An inspector has quashed an enforcement notice requiring the owners of two boats on a Yorkshire canal to stop using them as permanent homes after ruling that no material change of use is involved.

The council alleged that the boats were used for habitation unrelated to the navigation or incidental use of the canal. It accepted that some boats were moored on the canal for lengthy spells but said the appeal boats were occupied for long periods outside of time spent cruising.

The appellants claimed that the boats were used as a form of "home mooring". They relied on another inspector's ruling that this was akin to a storage use similar to parking cars on the road when not in use. They stated that berthing of boats and occupation while not cruising was an intrinsic part of the canal's character.

The inspector concluded that home mooring is not truly ancillary to navigation. Keeping a boat moored while not cruising was likely to attract trips and activity through routine checks and maintenance and was not genuinely akin to parking a vehicle, he held. In his opinion, the allegation should be amended to refer to the creation of a mixed use including the permanent residential use of two boats unrelated to navigation.

In examining whether a material change of use had occurred, he decided that a 600m stretch of canal formed the correct planning unit because it was the only part of the waterway where significant numbers of boats were moored. Whether berthing and permanent residential occupation changed the area's character was a matter of fact and degree, he held.

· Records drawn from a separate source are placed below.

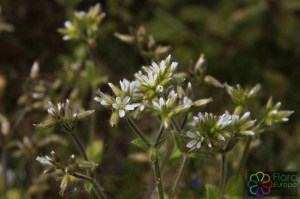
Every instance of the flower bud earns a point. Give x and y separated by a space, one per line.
152 154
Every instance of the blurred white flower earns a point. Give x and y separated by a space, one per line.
197 139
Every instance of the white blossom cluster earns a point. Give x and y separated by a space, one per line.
211 129
153 88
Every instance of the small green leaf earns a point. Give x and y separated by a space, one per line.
212 191
161 141
94 151
139 143
88 186
178 141
90 70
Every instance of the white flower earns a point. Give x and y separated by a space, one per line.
224 120
129 87
45 160
160 104
187 102
123 106
148 80
197 139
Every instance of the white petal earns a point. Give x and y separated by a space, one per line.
118 100
126 100
198 145
121 113
191 144
246 116
142 107
191 134
161 101
131 107
104 103
115 106
156 105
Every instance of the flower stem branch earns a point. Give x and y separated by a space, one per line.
97 188
137 130
179 175
160 132
223 175
244 157
79 146
100 190
158 179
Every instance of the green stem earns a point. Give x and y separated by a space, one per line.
79 146
179 175
244 157
96 61
89 173
93 117
99 188
4 169
158 179
137 130
223 175
160 132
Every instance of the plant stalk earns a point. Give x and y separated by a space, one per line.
223 175
100 190
4 170
137 130
160 132
244 157
179 175
158 179
97 189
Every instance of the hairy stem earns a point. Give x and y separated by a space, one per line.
79 146
137 130
93 116
100 190
223 175
4 169
96 188
158 179
244 156
160 132
179 175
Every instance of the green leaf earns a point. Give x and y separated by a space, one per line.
139 143
94 151
161 141
212 191
231 144
13 194
178 141
90 70
88 186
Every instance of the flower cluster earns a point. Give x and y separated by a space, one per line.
85 25
153 88
146 43
211 129
241 96
274 115
64 115
65 172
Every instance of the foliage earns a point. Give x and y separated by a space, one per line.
184 115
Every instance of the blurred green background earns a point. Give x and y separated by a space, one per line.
246 42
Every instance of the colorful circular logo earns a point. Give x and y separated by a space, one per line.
260 184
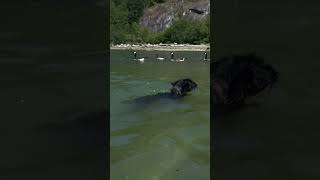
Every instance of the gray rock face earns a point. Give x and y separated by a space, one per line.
161 16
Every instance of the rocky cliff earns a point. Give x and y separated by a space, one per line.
161 16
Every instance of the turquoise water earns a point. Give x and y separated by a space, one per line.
164 139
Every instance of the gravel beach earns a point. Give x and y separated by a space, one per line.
162 47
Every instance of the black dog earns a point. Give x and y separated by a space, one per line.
180 88
234 79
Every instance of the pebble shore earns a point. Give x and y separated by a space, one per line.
161 47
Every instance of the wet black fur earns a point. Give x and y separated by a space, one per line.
236 78
180 88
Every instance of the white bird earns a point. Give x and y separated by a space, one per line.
177 60
172 56
180 60
159 58
206 57
137 59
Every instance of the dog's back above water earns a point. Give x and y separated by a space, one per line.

He referred to Thames Heliport v London Borough of Tower Hamlets (1997), where the court held that an examination was needed of whether anything had changed which was capable of being material from an environmental point of view. Although the council objected on sustainability grounds, claiming that occupiers of the houseboats would need access to shops and other facilities, he saw little evidence that permanent residential use had materially added to traffic and general activity in the context of the planning unit as a whole.

Residential occupation might lead to additional demand for welfare, education and medical care, he acknowledged. In his view, however, permanent residential use of the two vessels was not so significant as to have triggered a material change. He accepted that it might be a different matter if all 80 of the boats on the canal were so used.